Syntax Edit - Manual: How to add UTF-8 support

Print Page | Close Window

Manual: How to add UTF-8 support

Printed From: Codejock Forums
Category: Codejock Products
Forum Name: Syntax Edit
Forum Description: Topics Related to Codejock Syntax Edit
URL: http://forum.codejock.com/forum_posts.asp?TID=16970
Printed Date: 28 April 2024 at 10:17am
Software Version: Web Wiz Forums 12.04 - http://www.webwizforums.com

Topic: Manual: How to add UTF-8 support

Posted By: elmue
Subject: Manual: How to add UTF-8 support
Date Posted: 18 July 2010 at 12:28am

Hello

I was very surprised that the Syntax Edit control is not able to show UTF-8 files !!
It supports ANSI and Unicode but not UTF-8 although UTF-8 is more widley used than Unicode!

It is not very difficult to add UTF-8 Support if your project is Unicode compiled.
If you still use the MBCS compiler switch some more work will be necessary due to some design flaws in the code.
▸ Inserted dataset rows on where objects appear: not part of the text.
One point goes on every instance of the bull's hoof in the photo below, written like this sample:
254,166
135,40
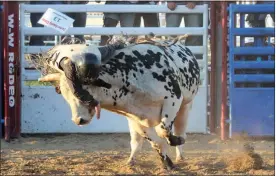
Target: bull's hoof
179,159
130,163
167,163
176,140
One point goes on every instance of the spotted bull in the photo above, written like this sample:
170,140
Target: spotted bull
152,86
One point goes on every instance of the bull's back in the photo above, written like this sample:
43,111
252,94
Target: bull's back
154,71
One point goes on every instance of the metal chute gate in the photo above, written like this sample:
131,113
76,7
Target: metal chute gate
251,73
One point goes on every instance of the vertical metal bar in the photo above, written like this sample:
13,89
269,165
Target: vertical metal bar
17,51
5,63
205,44
1,68
213,67
224,70
232,44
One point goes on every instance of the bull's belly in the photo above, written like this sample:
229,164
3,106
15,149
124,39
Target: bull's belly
147,115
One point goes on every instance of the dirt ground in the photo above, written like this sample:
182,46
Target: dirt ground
106,154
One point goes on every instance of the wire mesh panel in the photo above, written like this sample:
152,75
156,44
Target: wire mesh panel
252,71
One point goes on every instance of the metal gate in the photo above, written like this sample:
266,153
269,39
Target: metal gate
44,111
252,74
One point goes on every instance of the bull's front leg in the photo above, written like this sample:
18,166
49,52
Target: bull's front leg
136,142
156,142
169,112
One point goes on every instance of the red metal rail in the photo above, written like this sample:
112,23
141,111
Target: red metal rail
224,130
212,119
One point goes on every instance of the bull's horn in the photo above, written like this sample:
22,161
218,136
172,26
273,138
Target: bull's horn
50,77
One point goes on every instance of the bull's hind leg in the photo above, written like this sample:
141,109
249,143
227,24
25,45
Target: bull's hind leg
156,142
180,125
169,112
136,142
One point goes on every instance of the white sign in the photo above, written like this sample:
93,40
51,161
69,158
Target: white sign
56,20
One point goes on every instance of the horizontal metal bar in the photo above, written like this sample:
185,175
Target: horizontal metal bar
31,75
253,64
116,8
252,31
116,31
38,49
256,8
252,51
252,89
253,78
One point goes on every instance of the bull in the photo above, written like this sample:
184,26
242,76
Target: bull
148,84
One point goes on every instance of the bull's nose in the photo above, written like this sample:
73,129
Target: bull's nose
82,121
79,121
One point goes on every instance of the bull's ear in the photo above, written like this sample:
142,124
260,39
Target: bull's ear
50,77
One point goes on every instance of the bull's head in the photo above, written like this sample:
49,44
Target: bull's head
81,114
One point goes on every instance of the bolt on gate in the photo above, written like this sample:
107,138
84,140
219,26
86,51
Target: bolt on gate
251,73
44,111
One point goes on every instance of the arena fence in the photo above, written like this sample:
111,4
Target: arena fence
251,73
44,111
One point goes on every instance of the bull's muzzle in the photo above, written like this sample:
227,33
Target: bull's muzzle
80,121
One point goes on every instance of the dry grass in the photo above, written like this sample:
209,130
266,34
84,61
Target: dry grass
107,155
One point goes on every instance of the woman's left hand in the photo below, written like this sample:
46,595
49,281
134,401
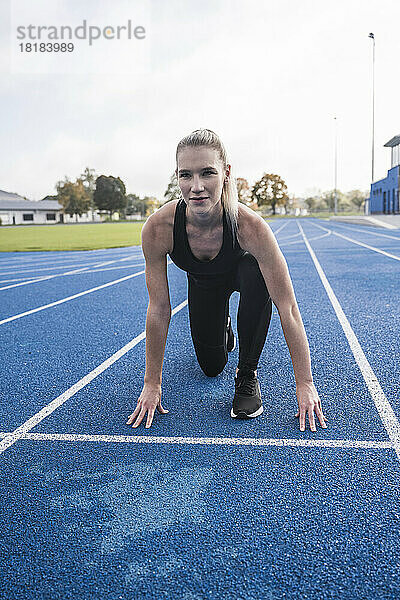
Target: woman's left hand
309,401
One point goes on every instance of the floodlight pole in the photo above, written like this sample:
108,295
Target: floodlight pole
335,166
372,36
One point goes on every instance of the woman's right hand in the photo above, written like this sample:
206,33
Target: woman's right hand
148,401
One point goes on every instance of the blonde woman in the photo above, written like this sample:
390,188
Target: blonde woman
223,246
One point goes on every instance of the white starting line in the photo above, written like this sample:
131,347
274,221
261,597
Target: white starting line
218,441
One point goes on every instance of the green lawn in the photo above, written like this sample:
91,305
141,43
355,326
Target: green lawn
84,236
70,237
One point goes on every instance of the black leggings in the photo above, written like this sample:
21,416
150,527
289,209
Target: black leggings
208,313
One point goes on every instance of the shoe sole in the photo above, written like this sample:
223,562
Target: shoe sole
234,337
243,415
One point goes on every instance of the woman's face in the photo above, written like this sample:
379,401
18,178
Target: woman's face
201,176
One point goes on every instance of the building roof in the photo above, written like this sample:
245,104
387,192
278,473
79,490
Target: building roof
393,142
10,201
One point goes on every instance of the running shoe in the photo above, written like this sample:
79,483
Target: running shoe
230,337
247,400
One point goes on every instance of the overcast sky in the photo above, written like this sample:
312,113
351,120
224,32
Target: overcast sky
267,75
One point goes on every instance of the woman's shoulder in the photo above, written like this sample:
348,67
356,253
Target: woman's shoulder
161,223
247,219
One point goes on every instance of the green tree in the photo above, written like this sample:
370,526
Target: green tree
270,190
110,194
329,199
314,203
357,198
73,197
173,191
134,205
89,181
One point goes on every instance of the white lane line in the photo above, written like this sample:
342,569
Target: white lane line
218,441
381,223
60,267
351,227
382,404
74,272
37,261
289,237
319,237
357,242
15,435
280,228
68,298
80,272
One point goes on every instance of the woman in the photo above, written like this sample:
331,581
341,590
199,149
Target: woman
223,246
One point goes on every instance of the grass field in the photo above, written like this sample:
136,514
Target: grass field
83,236
70,237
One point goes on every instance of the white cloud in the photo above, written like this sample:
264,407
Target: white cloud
268,77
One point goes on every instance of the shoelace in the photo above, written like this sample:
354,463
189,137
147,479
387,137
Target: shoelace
246,383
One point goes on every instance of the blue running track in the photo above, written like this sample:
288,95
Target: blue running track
199,506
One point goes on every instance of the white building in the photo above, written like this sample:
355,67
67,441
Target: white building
15,210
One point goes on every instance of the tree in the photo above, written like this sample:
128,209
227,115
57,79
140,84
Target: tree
173,191
313,203
151,204
73,197
244,192
134,205
89,178
109,194
329,199
357,197
270,190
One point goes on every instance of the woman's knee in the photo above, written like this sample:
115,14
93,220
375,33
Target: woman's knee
212,359
251,279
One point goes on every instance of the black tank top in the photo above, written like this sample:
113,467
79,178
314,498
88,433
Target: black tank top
184,258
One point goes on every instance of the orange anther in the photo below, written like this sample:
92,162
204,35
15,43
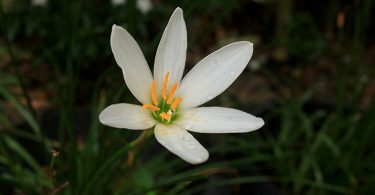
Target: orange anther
165,116
151,107
171,93
164,87
153,93
175,103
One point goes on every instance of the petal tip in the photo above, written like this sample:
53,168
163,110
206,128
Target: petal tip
260,122
200,160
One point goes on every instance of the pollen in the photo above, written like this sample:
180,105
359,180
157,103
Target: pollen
151,107
164,106
153,93
166,116
165,86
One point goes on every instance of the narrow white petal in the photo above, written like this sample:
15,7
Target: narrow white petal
181,143
128,116
218,120
171,53
130,58
215,73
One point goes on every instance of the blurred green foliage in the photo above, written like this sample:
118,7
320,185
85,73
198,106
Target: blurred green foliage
312,143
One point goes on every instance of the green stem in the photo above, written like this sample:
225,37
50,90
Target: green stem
8,46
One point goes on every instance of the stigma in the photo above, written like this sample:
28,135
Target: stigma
164,107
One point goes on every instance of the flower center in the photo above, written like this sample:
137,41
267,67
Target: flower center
165,110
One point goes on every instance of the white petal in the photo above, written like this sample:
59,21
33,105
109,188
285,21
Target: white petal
171,53
130,58
181,143
128,116
218,120
215,73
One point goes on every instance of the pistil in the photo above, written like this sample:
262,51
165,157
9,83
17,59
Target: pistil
165,110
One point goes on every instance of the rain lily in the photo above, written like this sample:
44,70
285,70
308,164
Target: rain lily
170,103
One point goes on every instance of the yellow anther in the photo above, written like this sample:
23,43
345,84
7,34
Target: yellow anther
151,107
153,93
171,93
165,86
175,103
165,116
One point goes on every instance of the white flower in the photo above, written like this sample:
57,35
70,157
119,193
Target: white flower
170,104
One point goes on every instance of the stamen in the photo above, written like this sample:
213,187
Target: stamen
175,103
165,85
171,93
165,116
153,93
151,107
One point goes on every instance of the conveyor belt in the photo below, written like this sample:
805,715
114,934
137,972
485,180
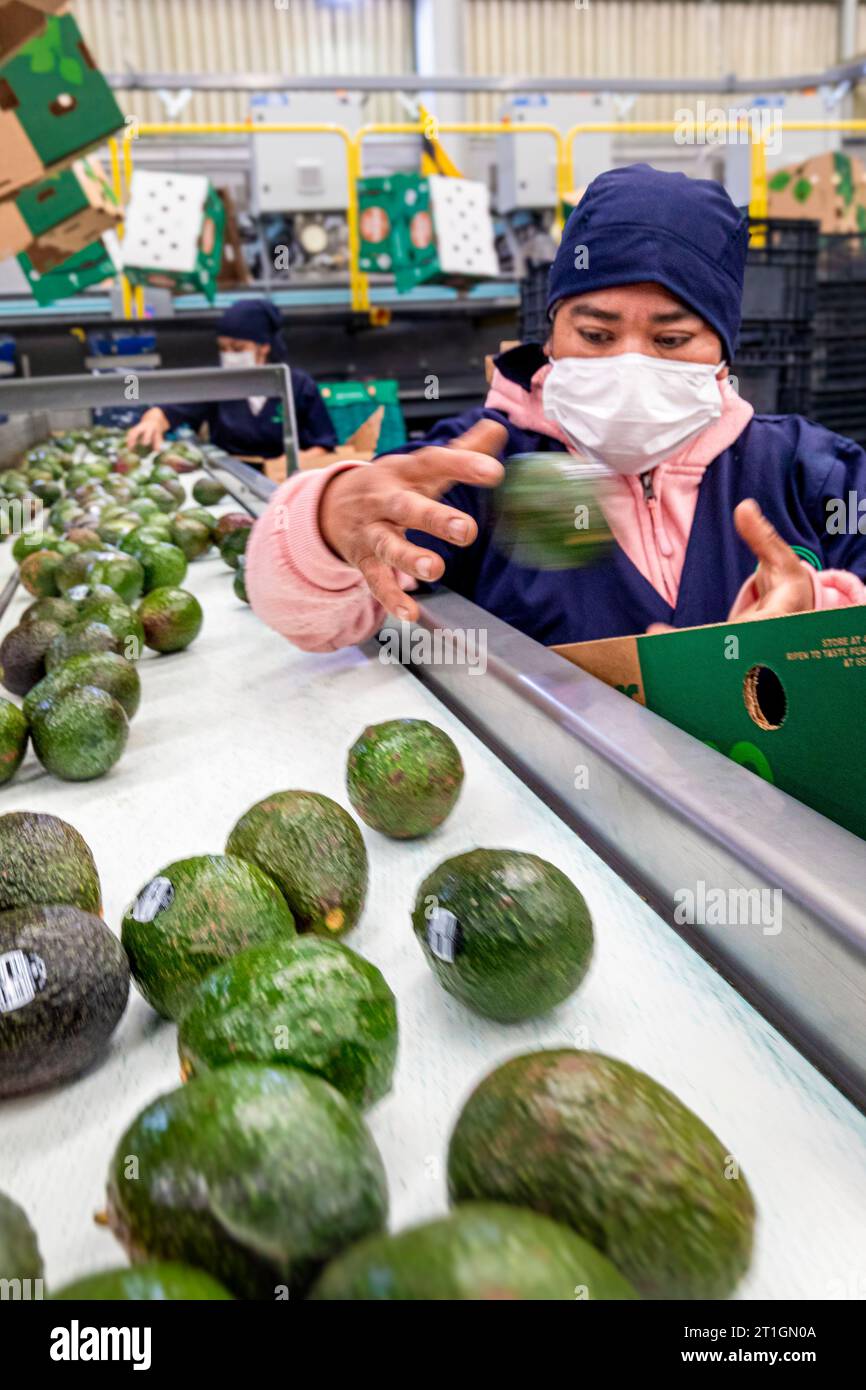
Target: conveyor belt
243,713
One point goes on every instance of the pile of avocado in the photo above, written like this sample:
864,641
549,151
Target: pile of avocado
64,977
104,565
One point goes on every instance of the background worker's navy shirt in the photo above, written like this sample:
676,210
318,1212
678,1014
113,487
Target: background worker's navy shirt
235,428
791,466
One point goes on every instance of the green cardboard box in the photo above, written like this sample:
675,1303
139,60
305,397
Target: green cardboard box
784,697
54,106
86,267
60,216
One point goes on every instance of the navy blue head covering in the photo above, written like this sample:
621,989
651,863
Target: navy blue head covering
255,321
641,224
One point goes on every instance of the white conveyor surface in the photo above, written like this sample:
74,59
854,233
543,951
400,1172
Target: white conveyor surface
241,715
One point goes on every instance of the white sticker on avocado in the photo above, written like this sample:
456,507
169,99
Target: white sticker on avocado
444,936
152,900
22,976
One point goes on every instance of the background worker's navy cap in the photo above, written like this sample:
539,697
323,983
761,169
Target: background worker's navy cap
640,224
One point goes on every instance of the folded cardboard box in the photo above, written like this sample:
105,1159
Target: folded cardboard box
21,21
829,189
88,267
783,697
54,106
59,216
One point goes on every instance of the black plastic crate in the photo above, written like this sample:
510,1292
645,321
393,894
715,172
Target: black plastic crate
773,367
781,270
534,323
841,257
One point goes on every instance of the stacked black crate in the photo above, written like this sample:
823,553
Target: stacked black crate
773,364
838,364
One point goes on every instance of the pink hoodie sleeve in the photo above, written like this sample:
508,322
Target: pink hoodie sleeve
830,588
293,580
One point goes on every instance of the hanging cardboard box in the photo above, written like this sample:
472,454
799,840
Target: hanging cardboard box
59,216
784,697
174,234
21,21
54,106
86,267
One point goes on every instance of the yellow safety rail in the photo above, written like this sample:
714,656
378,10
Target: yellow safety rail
565,157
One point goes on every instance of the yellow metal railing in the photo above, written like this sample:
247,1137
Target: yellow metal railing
565,159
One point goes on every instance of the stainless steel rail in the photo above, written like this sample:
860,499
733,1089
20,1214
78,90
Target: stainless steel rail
670,815
156,388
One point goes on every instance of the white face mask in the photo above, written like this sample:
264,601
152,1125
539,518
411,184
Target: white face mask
239,359
630,412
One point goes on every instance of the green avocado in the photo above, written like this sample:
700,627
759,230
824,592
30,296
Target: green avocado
171,619
85,635
106,670
403,777
29,542
314,852
39,573
117,616
195,915
22,653
191,535
56,610
239,581
310,1004
481,1253
145,1283
74,570
64,988
45,861
79,734
20,1255
606,1150
548,512
256,1175
506,933
120,571
14,734
207,492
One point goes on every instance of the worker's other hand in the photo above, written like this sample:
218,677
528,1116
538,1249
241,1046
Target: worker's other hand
781,581
366,512
150,430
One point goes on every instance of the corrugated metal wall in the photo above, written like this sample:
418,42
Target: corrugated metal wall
558,38
647,38
246,36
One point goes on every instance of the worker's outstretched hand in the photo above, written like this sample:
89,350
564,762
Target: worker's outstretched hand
781,581
150,430
366,512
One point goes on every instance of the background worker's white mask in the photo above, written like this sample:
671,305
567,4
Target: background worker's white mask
239,359
630,412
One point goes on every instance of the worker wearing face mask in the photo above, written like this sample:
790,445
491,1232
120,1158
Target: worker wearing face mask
708,501
249,335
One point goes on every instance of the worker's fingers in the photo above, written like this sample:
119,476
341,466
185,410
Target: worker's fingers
389,545
384,587
763,540
414,512
434,469
484,437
___________________________________

Add tis line to XTPSyntaxEditBufferManager.h

    BOOL IsUnicodeFile(CFile *pFile);
___________________________________

In XTPSyntaxEditBufferManager.cpp:

convert the function
BOOL IsUnicodeFile(CFile *pFile)
into a member function and add the following bold lines:

BOOL CXTPSyntaxEditBufferManager::IsUnicodeFile(CFile *pFile)
{
    pFile->SeekToBegin();

    WORD wPrefix;
    UINT uReaded = pFile->Read(&wPrefix, 2);
    if (uReaded == 2 && wPrefix == 0xFEFF)
    {
        return TRUE;
    }

    // Check if UTF-8 file identifier "" exists
    pFile->SeekToBegin();

    BYTE u8_Buf[3];
    UINT u32_Read = pFile->Read(u8_Buf, 3);
    if (u32_Read == 3 && u8_Buf[0] == 0xEF && u8_Buf[1] == 0xBB && u8_Buf[2] == 0xBF)
    {
        m_nCodePage = CP_UTF8;
        return FALSE;
    }

_________________________________________________

Then in

void CXTPSyntaxEditBufferManager::SerializeEx() add the bold lines:

    else if (ar.IsStoring())
    {
        if (bUnicode == -1)
            bUnicode = m_bUnicodeFileFormat;

        if (bUnicode && bWriteUnicodeFilePrefix)
        {
            ar << (BYTE)0xFF;
            ar << (BYTE)0xFE;
        }

        if (!bUnicode && m_nCodePage == CP_UTF8)
        {
            ar << (BYTE)0xEF;
            ar << (BYTE)0xBB;
            ar << (BYTE)0xBF;
        }

        CByteArray arBuffer;

        int nCRLFStyle = GetCurCRLFType();

____________________________________________

And last but no least in XTPSyntaxEditCtrl.cpp

    int nBytes = ::WideCharToMultiByte(uCodePage, 0, (LPWSTR)lpSource, -1, lpMBCSSource, nLen, NULL, NULL);

    // ~~ASSERT(nBytes <= (int)dwBytes);~~ // removed: Nonsense

    lpMBCSSource[nBytes] = _T('\0');

This Assert is complete nonsense.
It is normal that a conversion from Unicode to any codepage makes the string longer.
There is no reason to check the length of the string and assert that it is shorter than the Unicode string.
In UTF8 one character may be represented by 4 bytes.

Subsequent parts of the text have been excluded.